We can compare the criteria for deciding whether to use visual or instrument flying rules to how we pilot our business. At a minimum to fly a plane, to hold a private pilot’s license, a pilot needs to be visual flight rule rated. This training entails learning how to use landmarks, highways, bodies of water, and so on as visual references. VFR- rated pilots learn how to look out for other aircraft. They can be flexible and are not required to file a flight plan, although it is highly recommended. Executives are business pilots They are always on the lookout for competitor or customer issues, so they can see and avoid them. Just as pilots file a flight plan, we highly recommend that every organization have a strategic growth plan.
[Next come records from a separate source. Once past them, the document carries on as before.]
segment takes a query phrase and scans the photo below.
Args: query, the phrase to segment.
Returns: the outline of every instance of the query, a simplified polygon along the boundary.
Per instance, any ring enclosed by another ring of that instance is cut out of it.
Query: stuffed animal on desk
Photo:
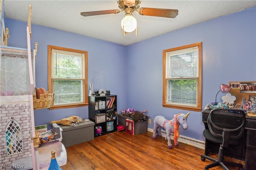
[[[52,125],[53,123],[55,123],[65,126],[74,126],[76,124],[81,123],[83,119],[82,117],[76,116],[71,116],[60,120],[52,121],[50,122],[50,124]]]
[[[214,109],[228,109],[228,104],[226,104],[225,102],[214,102],[210,104],[207,104],[205,106],[204,109],[211,110]]]

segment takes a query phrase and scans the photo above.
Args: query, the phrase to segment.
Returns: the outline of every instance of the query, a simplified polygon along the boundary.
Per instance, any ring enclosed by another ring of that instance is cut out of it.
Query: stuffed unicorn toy
[[[156,136],[161,137],[161,129],[163,127],[165,129],[167,136],[167,143],[168,148],[172,148],[172,145],[171,143],[171,134],[173,133],[173,137],[175,146],[178,146],[178,138],[180,137],[178,129],[180,125],[181,124],[184,130],[186,130],[188,128],[187,123],[187,118],[190,114],[188,113],[186,115],[184,114],[178,114],[174,115],[172,120],[168,120],[164,116],[157,116],[154,119],[154,128],[153,136],[152,138],[156,139]]]

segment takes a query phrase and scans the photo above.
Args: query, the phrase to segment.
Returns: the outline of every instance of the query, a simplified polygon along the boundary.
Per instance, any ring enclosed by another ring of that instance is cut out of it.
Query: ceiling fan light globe
[[[131,33],[137,27],[137,20],[132,16],[127,15],[122,19],[121,26],[126,33]]]

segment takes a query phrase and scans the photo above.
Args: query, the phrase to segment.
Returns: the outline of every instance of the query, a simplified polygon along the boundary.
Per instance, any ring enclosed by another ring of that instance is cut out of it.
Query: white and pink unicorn
[[[165,129],[167,136],[167,143],[168,148],[172,148],[172,145],[171,143],[171,134],[173,133],[174,144],[175,146],[178,146],[178,138],[179,137],[178,129],[180,125],[182,125],[183,129],[186,130],[188,128],[187,123],[187,118],[190,114],[188,113],[186,115],[180,113],[174,115],[172,120],[168,120],[162,116],[157,116],[154,119],[154,128],[152,138],[156,139],[156,136],[161,137],[161,127]]]

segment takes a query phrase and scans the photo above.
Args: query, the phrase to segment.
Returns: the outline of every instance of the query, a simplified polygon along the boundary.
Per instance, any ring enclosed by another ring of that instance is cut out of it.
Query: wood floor
[[[63,170],[204,170],[206,165],[211,163],[201,160],[204,150],[182,143],[169,149],[164,137],[153,139],[152,136],[149,132],[134,135],[115,132],[66,148],[67,164],[61,168]],[[243,161],[230,158],[225,160],[244,166]],[[210,169],[222,169],[220,167]]]

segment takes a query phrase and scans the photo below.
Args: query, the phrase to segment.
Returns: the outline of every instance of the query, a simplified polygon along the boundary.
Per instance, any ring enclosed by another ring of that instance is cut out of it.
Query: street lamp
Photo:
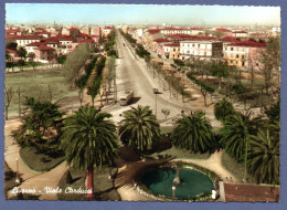
[[[15,158],[15,168],[17,168],[17,171],[15,171],[15,182],[20,183],[20,179],[19,179],[19,159],[18,158]]]
[[[158,109],[158,107],[157,107],[157,101],[158,101],[158,97],[157,97],[157,95],[158,94],[161,94],[160,92],[159,92],[159,90],[158,88],[153,88],[153,94],[156,95],[156,117],[157,117],[157,109]]]
[[[172,186],[172,200],[176,200],[176,186]]]

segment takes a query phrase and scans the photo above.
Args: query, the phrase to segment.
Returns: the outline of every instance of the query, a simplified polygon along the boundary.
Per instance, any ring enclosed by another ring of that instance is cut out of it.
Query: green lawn
[[[120,200],[119,195],[114,188],[113,180],[108,179],[110,168],[95,169],[94,170],[94,192],[96,195],[96,200]],[[62,177],[59,182],[59,187],[63,189],[63,192],[67,187],[73,189],[86,189],[85,179],[86,171],[77,170],[71,168],[72,182],[66,182],[67,172]],[[111,168],[111,175],[116,172],[116,168]],[[59,200],[86,200],[86,195],[76,195],[76,193],[59,193]]]
[[[222,156],[222,165],[226,168],[238,181],[244,178],[244,164],[238,164],[234,158],[230,157],[225,151]],[[256,183],[255,178],[247,174],[247,181],[249,183]]]
[[[45,70],[36,71],[33,75],[33,72],[24,73],[7,73],[6,74],[6,86],[12,88],[12,102],[9,107],[9,114],[18,113],[18,88],[20,87],[21,96],[20,102],[23,108],[23,103],[25,97],[35,97],[36,99],[40,96],[41,101],[50,98],[49,85],[52,92],[52,99],[56,102],[60,98],[66,96],[74,96],[77,94],[76,91],[70,91],[70,84],[66,83],[63,71],[61,70]]]
[[[64,156],[49,157],[38,153],[36,149],[32,147],[21,148],[19,153],[25,165],[30,169],[39,172],[49,171],[64,160]]]

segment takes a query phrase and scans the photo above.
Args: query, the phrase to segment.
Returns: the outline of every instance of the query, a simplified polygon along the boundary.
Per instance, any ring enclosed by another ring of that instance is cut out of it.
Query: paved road
[[[125,43],[125,45],[124,45]],[[117,90],[118,95],[120,92],[131,90],[135,93],[135,99],[131,103],[131,106],[150,106],[150,108],[156,113],[156,97],[157,97],[157,116],[158,119],[164,119],[164,115],[161,113],[162,108],[170,109],[169,117],[177,116],[184,111],[185,113],[190,113],[190,111],[194,111],[199,108],[199,102],[192,103],[182,103],[181,99],[176,99],[174,97],[170,98],[169,92],[162,91],[162,85],[159,84],[158,78],[153,78],[152,74],[147,70],[146,62],[144,59],[138,57],[132,52],[129,43],[121,38],[121,35],[117,35],[117,49],[119,59],[117,59]],[[158,88],[162,92],[162,94],[158,94],[157,96],[153,94],[153,88]],[[179,96],[180,97],[180,96]],[[198,105],[196,105],[198,104]],[[200,108],[203,103],[200,102]],[[106,112],[110,112],[114,115],[114,120],[119,122],[121,118],[119,114],[129,109],[129,106],[119,106],[118,104],[104,108]],[[206,116],[210,119],[213,119],[212,108],[205,111]],[[214,124],[219,124],[213,120]]]

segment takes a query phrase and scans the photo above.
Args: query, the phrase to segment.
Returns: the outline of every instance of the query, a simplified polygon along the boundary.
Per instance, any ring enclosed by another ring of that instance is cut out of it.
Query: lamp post
[[[156,117],[158,116],[158,112],[157,112],[157,109],[158,109],[158,97],[157,97],[157,95],[158,94],[161,94],[160,92],[159,92],[159,90],[158,88],[153,88],[153,94],[156,95],[156,111],[155,111],[155,113],[156,113]]]
[[[20,179],[19,179],[19,159],[18,158],[15,158],[15,168],[17,168],[17,171],[15,171],[15,182],[20,183]]]
[[[176,186],[172,186],[172,200],[176,200]]]

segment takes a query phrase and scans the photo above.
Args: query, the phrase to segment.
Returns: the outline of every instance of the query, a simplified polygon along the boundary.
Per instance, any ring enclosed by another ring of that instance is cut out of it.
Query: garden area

data, performance management, navigating growth, customer-centricity, customer-centric, insights, data-driven, data-derived insights, competitive intelligence, customer insights, customer intelligence, decision-making, business management, marketing management, performance measurement, culture, organizational culture, frameworks, accountability, marketing effectivenessVFR pilots have altitude and flight level constraints and are dependent upon the weather. Any sudden changes and they are grounded. Sudden changes happen in the business world too. Whether it’s customers merging, new competitors emerging, an existing competitor with a new solution, supply chain challenges, talent or skills gaps, and so on, adverse conditions can bring your organization’s growth plan to a halt. 

That’s why many pilots prefer flying under IFR all the time. IFR provides flexibility, safety, and efficiency. IFR-rated pilots fly with nothing but their instruments, their ears, and their wits. They rely on Air Traffic Control (customers in business) for communication and instructions. A flight plan is required to help ensure the pilot and crew have the fuel they need to reach their destination. In business, the flight growth plan helps ensure the organization has the resources it needs to achieve desired outcomes.
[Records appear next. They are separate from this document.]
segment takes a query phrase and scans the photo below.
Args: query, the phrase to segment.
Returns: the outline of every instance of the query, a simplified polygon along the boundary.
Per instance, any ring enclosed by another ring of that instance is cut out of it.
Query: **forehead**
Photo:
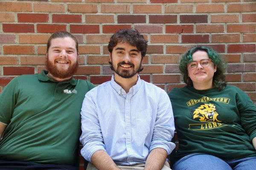
[[[200,60],[201,59],[209,59],[208,54],[204,51],[198,51],[192,55],[193,60]]]
[[[72,48],[76,49],[76,42],[71,37],[56,38],[51,40],[51,48]]]

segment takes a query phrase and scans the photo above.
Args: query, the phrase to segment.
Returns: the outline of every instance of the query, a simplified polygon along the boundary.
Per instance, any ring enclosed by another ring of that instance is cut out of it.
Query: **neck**
[[[115,73],[115,82],[122,87],[126,93],[129,92],[130,89],[136,84],[138,80],[138,74],[134,75],[131,78],[125,79]]]
[[[51,79],[53,79],[54,80],[55,80],[57,82],[64,82],[64,81],[69,80],[69,79],[70,79],[71,78],[71,77],[72,77],[72,76],[71,76],[69,77],[65,78],[64,79],[61,79],[61,78],[58,78],[58,77],[56,77],[53,76],[49,72],[48,73],[48,74],[47,74],[47,76],[48,76],[48,77],[50,78]]]

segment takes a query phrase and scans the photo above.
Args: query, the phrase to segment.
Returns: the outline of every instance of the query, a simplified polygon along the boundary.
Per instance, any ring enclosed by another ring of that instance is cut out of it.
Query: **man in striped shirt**
[[[85,95],[81,111],[82,155],[87,170],[170,170],[174,123],[170,100],[138,73],[147,41],[135,29],[116,32],[108,44],[111,80]]]

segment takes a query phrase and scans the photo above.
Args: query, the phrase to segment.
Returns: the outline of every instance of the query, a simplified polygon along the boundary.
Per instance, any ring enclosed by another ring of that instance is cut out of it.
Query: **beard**
[[[132,68],[134,68],[131,71],[122,70],[121,66],[121,65],[122,64],[127,64],[130,65]],[[113,62],[112,62],[111,65],[113,68],[114,71],[115,71],[115,72],[116,73],[117,75],[119,75],[121,77],[124,78],[125,79],[128,79],[132,77],[135,74],[140,72],[141,65],[142,65],[142,60],[140,62],[140,66],[137,69],[135,69],[134,67],[134,64],[131,62],[126,63],[123,61],[118,63],[116,67],[113,65]]]
[[[77,60],[76,63],[70,65],[67,70],[59,68],[55,65],[54,63],[52,63],[50,61],[47,56],[46,66],[47,70],[54,77],[60,79],[66,79],[72,76],[74,74],[78,68],[79,64]]]

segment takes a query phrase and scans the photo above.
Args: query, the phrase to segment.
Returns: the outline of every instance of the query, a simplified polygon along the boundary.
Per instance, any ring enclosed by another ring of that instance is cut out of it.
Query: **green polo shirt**
[[[0,122],[7,126],[1,159],[74,165],[85,94],[95,85],[72,78],[58,82],[41,74],[14,79],[0,94]]]

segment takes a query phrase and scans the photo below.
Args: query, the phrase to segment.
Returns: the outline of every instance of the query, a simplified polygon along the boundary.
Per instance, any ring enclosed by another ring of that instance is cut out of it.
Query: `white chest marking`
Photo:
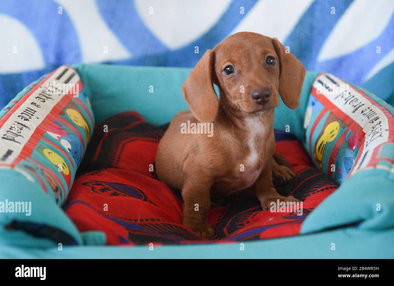
[[[256,119],[247,119],[246,124],[249,134],[248,146],[250,152],[247,158],[247,165],[245,167],[250,168],[250,171],[251,171],[257,167],[257,165],[259,163],[259,152],[257,149],[256,143],[263,139],[266,133],[266,128],[265,126]]]

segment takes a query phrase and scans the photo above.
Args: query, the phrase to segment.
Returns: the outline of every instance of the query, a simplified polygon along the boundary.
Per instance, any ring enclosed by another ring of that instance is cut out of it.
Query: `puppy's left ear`
[[[295,109],[299,104],[305,67],[296,57],[286,52],[278,39],[273,38],[272,43],[279,59],[279,93],[288,107]]]
[[[219,107],[213,83],[215,54],[207,50],[182,85],[182,93],[193,115],[201,122],[212,122]]]

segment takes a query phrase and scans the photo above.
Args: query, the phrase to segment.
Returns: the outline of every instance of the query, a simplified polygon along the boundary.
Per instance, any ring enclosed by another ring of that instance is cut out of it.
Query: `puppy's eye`
[[[231,65],[228,65],[224,68],[224,73],[228,76],[234,73],[234,68]]]
[[[266,63],[268,65],[273,65],[275,63],[275,58],[273,57],[268,56],[266,59]]]

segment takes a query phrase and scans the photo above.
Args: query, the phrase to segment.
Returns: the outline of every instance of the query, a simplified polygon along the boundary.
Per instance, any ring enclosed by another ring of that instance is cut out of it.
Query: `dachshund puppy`
[[[279,94],[289,108],[298,106],[305,73],[277,39],[243,32],[208,50],[186,79],[182,93],[190,110],[171,121],[156,171],[162,182],[182,190],[183,224],[197,235],[214,234],[207,221],[211,197],[252,187],[263,210],[277,199],[300,201],[274,187],[273,179],[283,183],[294,175],[274,158],[273,115]],[[213,134],[181,132],[193,123],[212,124]]]

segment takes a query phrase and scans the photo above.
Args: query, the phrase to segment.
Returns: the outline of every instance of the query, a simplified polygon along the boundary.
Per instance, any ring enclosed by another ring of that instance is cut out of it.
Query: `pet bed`
[[[307,73],[300,106],[281,104],[274,126],[297,175],[279,191],[302,215],[263,212],[247,194],[212,208],[208,241],[181,225],[178,191],[154,172],[190,69],[73,67],[0,113],[2,257],[394,256],[393,109],[367,91]]]

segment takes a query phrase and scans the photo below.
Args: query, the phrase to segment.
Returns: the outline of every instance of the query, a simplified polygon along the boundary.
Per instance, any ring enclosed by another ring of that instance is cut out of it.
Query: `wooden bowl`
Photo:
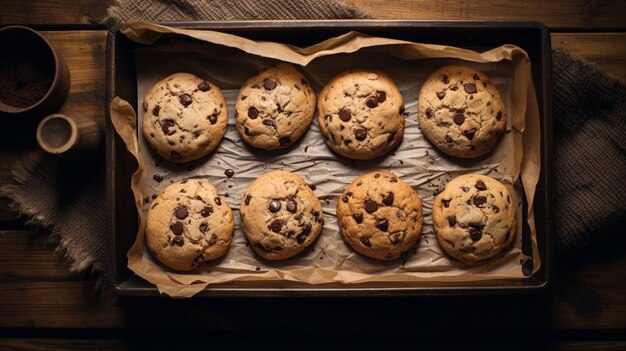
[[[41,34],[24,26],[0,28],[0,115],[43,117],[56,112],[70,89],[67,64]]]

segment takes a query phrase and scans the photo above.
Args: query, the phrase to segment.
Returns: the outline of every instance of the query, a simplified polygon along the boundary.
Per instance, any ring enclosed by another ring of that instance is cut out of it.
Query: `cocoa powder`
[[[5,40],[7,38],[4,38]],[[11,38],[19,39],[19,38]],[[3,41],[3,44],[7,44]],[[19,40],[0,55],[0,101],[26,108],[41,100],[54,79],[54,57],[46,47],[28,47]]]

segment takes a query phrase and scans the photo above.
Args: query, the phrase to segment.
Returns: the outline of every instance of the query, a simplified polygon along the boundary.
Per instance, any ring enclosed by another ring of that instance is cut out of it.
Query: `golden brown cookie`
[[[418,119],[435,147],[463,158],[493,150],[506,128],[500,93],[484,73],[466,66],[445,66],[426,79]]]
[[[410,249],[422,233],[419,195],[395,174],[377,171],[350,183],[337,202],[344,240],[359,253],[392,260]]]
[[[488,259],[510,246],[516,221],[515,202],[507,188],[480,174],[454,178],[433,203],[439,245],[467,263]]]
Master 4 Instrument Flying Skills to Weather Any Market Condition

As the pilot for your business, there are four instruments you and your team need to master: 

  1. A customer-centric culture. In its most basic terms, customer-centric means you place your customers at the center of how you operate and the decisions you make.
  2. Deriving insights from data. Data-driven decisions and analytical models help you make better informed decisions to improve growth and reduce risk – both now and in the future. 
  3. Exceptional processes. Make sure your processes drive operational excellence.
  4. Performance management. It is vital that you develop and implement a performance management framework for your organization, and in particular for your Marketing organization since it is your growth engine.

data, processes, growth plan, planning, performance management, navigating growth, customer-centricity, customer-centric, insights, data-driven, data-derived insights, competitive intelligence, customer insights, customer intelligence, decision-making, business management, marketing management, performance measurement, culture, organizational culture, frameworks, accountability, marketing effectiveness, growthThese four are the business leaders’ instruments for navigating market conditions and improving decision-making.
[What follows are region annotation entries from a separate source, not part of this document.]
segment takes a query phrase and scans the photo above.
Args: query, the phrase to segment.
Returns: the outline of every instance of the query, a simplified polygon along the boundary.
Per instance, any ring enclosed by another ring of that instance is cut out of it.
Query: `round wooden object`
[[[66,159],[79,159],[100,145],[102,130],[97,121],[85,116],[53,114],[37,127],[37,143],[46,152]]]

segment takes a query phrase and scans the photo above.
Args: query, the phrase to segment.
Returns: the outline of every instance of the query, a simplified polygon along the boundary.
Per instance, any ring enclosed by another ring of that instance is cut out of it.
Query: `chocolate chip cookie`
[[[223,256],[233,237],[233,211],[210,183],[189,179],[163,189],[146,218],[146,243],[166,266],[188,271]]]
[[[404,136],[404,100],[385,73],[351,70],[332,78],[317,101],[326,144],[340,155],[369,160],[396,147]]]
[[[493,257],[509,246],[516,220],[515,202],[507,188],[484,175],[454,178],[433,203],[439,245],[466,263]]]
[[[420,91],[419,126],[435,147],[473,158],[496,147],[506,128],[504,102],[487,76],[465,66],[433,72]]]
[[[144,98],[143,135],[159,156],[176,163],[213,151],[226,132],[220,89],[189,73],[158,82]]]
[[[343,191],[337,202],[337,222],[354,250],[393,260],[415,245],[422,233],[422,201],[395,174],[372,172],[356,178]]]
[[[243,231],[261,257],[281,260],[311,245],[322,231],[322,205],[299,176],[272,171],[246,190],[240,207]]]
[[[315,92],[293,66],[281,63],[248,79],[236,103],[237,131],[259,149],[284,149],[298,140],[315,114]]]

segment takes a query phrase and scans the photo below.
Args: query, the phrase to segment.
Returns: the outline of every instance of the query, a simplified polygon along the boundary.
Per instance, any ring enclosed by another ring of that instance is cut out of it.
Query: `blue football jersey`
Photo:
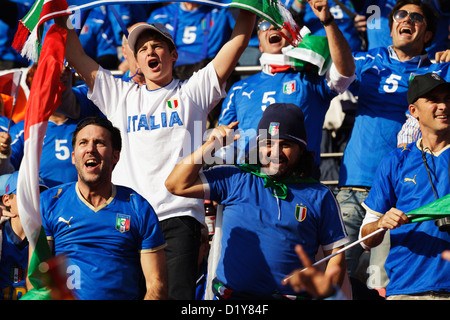
[[[228,9],[201,5],[187,11],[179,2],[155,9],[147,22],[167,27],[177,47],[177,66],[214,58],[230,39],[235,24]]]
[[[219,125],[239,121],[242,136],[237,142],[240,159],[245,157],[248,149],[256,146],[256,130],[266,107],[272,103],[294,103],[305,115],[307,149],[315,152],[315,164],[319,166],[323,121],[330,101],[336,95],[324,77],[314,74],[279,72],[271,75],[259,72],[232,86],[222,103]]]
[[[165,241],[150,204],[130,188],[115,186],[111,198],[94,208],[76,183],[41,194],[41,216],[55,254],[68,258],[68,283],[78,299],[139,297],[140,253],[162,249]]]
[[[377,48],[354,55],[357,79],[350,90],[358,96],[358,107],[340,168],[341,186],[370,187],[381,159],[397,147],[414,75],[436,72],[450,80],[450,64],[432,64],[424,56],[401,62],[392,51]]]
[[[10,220],[3,224],[0,254],[0,300],[18,300],[27,290],[28,241],[19,239]]]
[[[320,245],[329,250],[348,241],[338,204],[322,184],[288,184],[287,198],[280,200],[262,178],[235,166],[216,166],[204,175],[210,199],[223,205],[217,278],[232,290],[295,294],[281,285],[302,267],[295,245],[314,261]]]
[[[76,181],[77,170],[72,164],[72,134],[77,122],[67,119],[57,125],[49,121],[42,146],[39,176],[47,187]],[[24,121],[18,122],[11,129],[11,163],[19,170],[24,153]]]
[[[450,192],[450,147],[437,154],[425,152],[428,176],[418,142],[389,153],[375,175],[364,207],[375,214],[385,214],[395,207],[406,214]],[[390,230],[391,248],[385,263],[390,279],[387,295],[426,291],[450,291],[450,264],[441,258],[450,249],[450,235],[439,231],[434,221],[403,225]]]
[[[103,7],[91,10],[79,38],[86,54],[94,60],[104,55],[117,55],[113,28]]]

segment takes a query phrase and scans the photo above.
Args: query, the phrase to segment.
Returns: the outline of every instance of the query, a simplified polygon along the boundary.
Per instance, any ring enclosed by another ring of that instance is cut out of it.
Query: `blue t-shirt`
[[[178,52],[176,66],[214,58],[235,24],[228,9],[201,5],[188,11],[179,2],[155,9],[147,22],[162,23],[171,33]]]
[[[307,149],[315,152],[320,165],[320,143],[325,114],[337,94],[328,87],[325,77],[307,72],[264,72],[236,82],[222,103],[219,125],[239,121],[241,139],[237,141],[239,159],[256,146],[257,127],[264,110],[272,103],[294,103],[305,115]],[[250,147],[249,147],[250,146]],[[246,150],[247,149],[247,150]]]
[[[48,122],[42,146],[39,176],[47,187],[76,181],[77,170],[72,164],[72,134],[77,121],[67,119],[61,124]],[[11,129],[11,164],[19,170],[24,154],[24,120]]]
[[[372,189],[363,205],[369,212],[385,214],[395,207],[405,214],[435,200],[419,142],[397,148],[377,170]],[[425,152],[437,197],[450,192],[450,147],[437,154]],[[450,263],[441,258],[450,249],[450,235],[434,221],[403,225],[390,230],[391,248],[385,269],[389,277],[386,294],[450,291]]]
[[[322,184],[289,184],[281,200],[262,178],[237,167],[216,166],[203,174],[206,193],[224,207],[217,278],[236,292],[268,298],[295,294],[281,284],[302,267],[295,245],[314,261],[320,245],[328,250],[347,242],[337,202]]]
[[[68,258],[68,281],[78,299],[139,297],[140,252],[165,246],[150,204],[130,188],[115,186],[98,208],[76,183],[41,193],[42,225],[55,254]]]
[[[358,107],[339,185],[370,187],[381,159],[397,147],[397,133],[406,120],[410,79],[436,72],[448,81],[450,64],[432,64],[424,56],[401,62],[390,47],[355,53],[354,57],[357,78],[349,89],[358,96]]]
[[[389,13],[394,8],[397,0],[366,0],[364,12],[367,19],[367,41],[368,49],[378,47],[388,47],[392,45],[392,37],[389,29]],[[437,14],[435,3],[433,0],[424,1],[437,15],[436,33],[432,44],[425,48],[430,54],[430,58],[434,59],[436,52],[444,51],[448,48],[448,27],[450,17]]]
[[[342,0],[341,1],[345,6],[347,6],[350,10],[354,12],[352,1],[350,0]],[[353,19],[350,18],[347,13],[345,13],[341,7],[335,4],[332,0],[329,1],[330,13],[334,17],[334,21],[341,30],[345,39],[347,40],[350,49],[352,51],[361,51],[362,50],[362,41],[359,36],[358,30],[355,28],[353,23]],[[304,17],[305,26],[311,30],[311,34],[318,36],[326,36],[325,28],[320,23],[319,18],[314,14],[310,5],[306,5],[305,7],[305,17]]]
When you are IFR rated, you have developed the expertise to fly a plane in visibility that may end at the windshield. And that’s what it’s like for businesses now, it’s hard to see very far in the future to make the best decisions. Let’s talk about how you and your organization can expand your customer-centric data-to-insights culture, create a growth plan, employ performance management processes, and create and leverage a customer advisory board to give your organization the necessary instrument flying skills for any market condition. 

We hope you found this episode of What’s Your Edge? Helpful. What’s Your Edge? Is the creation of VisionEdge Marketing. VisionEdge Marketing, founded in 1999, helps our customers solve the most difficult problems when it comes to using data, analytics, process and measurement to accelerate growth, create customer value, and improve performance. We always welcome hearing from you.